Congressman Albert Rudin walked through the men's locker room of the Congressional Country Club with a white towel thrown over his shoulder and a pair of shower sandals on his feet. Rudin grew up in the days where swimming at the YMCA required literally nothing. Swimsuits were not just optional, they were forbidden. A towel was for drying oneself, not wearing. Consequently the sixty-eight-year-old politician from Stamford, Connecticut was not shy about parading through the locker room buck naked. Gravity had taken its toll over the years, and his skin hung loose from his bony runner's body. It was not a pretty sight.

Rudin normally worked out at the congressional gym on the Hill, but today he wanted to talk to one of his colleagues from the Senate, and he wanted to do so in private. That was why he had requested that his friend meet him in the steam room of the golfclub. The locker room was a virtual ghost town from November to March every year, and that was what Rudin wanted. A recent string of events in his life had caused him to reassess who his allies were. Rudin opened the door to the steam room and stood there for approximately five seconds. His purpose was to let enough steam out and make sure no one was lurking in the room.
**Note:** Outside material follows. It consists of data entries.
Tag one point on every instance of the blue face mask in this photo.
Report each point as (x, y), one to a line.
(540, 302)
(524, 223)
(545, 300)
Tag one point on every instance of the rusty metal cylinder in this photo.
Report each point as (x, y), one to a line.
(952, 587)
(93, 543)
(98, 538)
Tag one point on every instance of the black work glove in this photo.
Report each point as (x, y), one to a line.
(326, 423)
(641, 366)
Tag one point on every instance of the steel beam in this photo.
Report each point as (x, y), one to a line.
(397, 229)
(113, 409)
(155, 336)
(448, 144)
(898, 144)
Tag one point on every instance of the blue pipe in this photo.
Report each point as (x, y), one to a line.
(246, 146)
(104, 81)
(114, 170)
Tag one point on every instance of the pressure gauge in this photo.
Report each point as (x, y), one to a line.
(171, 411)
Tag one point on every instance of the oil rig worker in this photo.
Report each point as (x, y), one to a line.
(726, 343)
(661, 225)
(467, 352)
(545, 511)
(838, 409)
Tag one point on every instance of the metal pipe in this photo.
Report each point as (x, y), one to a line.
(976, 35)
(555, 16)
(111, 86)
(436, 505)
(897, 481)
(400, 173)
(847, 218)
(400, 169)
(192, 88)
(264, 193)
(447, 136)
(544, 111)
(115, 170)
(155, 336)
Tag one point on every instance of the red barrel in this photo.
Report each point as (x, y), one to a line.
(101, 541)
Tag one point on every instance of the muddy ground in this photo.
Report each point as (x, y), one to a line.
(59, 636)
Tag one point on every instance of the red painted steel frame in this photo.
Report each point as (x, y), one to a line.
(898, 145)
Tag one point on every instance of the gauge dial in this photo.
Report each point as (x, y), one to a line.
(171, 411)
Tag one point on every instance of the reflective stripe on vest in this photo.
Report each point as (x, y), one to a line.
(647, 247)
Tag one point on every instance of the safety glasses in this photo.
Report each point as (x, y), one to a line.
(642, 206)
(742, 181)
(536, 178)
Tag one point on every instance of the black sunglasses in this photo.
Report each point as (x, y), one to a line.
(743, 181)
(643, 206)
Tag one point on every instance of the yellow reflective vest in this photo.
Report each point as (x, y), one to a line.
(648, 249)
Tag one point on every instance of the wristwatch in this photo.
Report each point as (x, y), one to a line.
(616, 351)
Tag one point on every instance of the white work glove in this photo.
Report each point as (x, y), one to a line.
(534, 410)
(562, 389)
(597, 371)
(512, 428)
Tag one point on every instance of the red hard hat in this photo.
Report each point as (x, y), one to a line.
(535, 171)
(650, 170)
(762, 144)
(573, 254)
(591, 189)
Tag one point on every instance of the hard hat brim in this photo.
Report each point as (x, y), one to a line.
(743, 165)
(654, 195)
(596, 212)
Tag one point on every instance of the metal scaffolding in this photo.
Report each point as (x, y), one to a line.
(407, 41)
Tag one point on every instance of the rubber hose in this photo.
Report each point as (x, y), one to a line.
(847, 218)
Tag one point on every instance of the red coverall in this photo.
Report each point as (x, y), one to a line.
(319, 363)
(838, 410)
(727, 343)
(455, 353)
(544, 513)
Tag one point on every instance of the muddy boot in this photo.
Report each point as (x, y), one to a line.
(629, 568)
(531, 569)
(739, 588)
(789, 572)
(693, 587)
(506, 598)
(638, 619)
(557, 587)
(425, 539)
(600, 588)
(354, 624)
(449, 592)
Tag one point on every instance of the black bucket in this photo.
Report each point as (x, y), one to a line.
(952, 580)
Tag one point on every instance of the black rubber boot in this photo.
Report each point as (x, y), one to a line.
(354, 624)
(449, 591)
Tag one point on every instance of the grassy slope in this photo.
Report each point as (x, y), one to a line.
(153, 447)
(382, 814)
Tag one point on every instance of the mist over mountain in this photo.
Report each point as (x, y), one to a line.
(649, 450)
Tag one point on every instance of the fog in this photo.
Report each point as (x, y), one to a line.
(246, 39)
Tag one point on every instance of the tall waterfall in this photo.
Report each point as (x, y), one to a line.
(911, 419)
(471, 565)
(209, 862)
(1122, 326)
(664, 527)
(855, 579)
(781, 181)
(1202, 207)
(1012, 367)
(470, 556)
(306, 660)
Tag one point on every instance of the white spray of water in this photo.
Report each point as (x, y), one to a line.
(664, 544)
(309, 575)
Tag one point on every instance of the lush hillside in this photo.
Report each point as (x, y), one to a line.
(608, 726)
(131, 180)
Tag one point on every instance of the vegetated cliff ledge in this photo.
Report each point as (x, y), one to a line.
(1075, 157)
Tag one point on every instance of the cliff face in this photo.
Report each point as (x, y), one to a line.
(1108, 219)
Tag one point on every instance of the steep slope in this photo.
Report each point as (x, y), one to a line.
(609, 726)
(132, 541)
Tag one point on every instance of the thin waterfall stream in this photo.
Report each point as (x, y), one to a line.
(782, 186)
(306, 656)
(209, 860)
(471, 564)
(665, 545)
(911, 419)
Finally satisfied that he was alone, he entered the room and laid his towel down on the tile bench. With great deliberation he began kneading his loose skin as if he were working some lethal poison from his pores. Representative Albert Rudin was a cranky, crass old politician who was having a very bad year. The worst he could remember in a long time, and it was all the fault of a centrist President who had turned his back on the base of his party. Albert Rudin had been a loyal soldier to the Democratic Party for over thirty years, and this just wasn't fair. All he was trying to do was his job.

Rudin was the chairman of the House Permanent Select Committee on Intelligence. It had been his one request for all of his hard work. It was not much to ask for. The House Intelligence Committee wasn't one of Washington's glory jobs. Most of their meetings were conducted behind closed doors, and rarely were cameras ever allowed in the hearing room. If Rudin had been greedy like the others he would have asked to sit on the Appropriations or Judicial committees. But he hadn't. He had simply asked to run the Intelligence Committee. All he wanted to do was serve his party. It was Albert Rudin's goal in life to see the CIA shut down and dismantled. In his mind there was no bigger waste in the federal budget than the black hole that was known as Langley.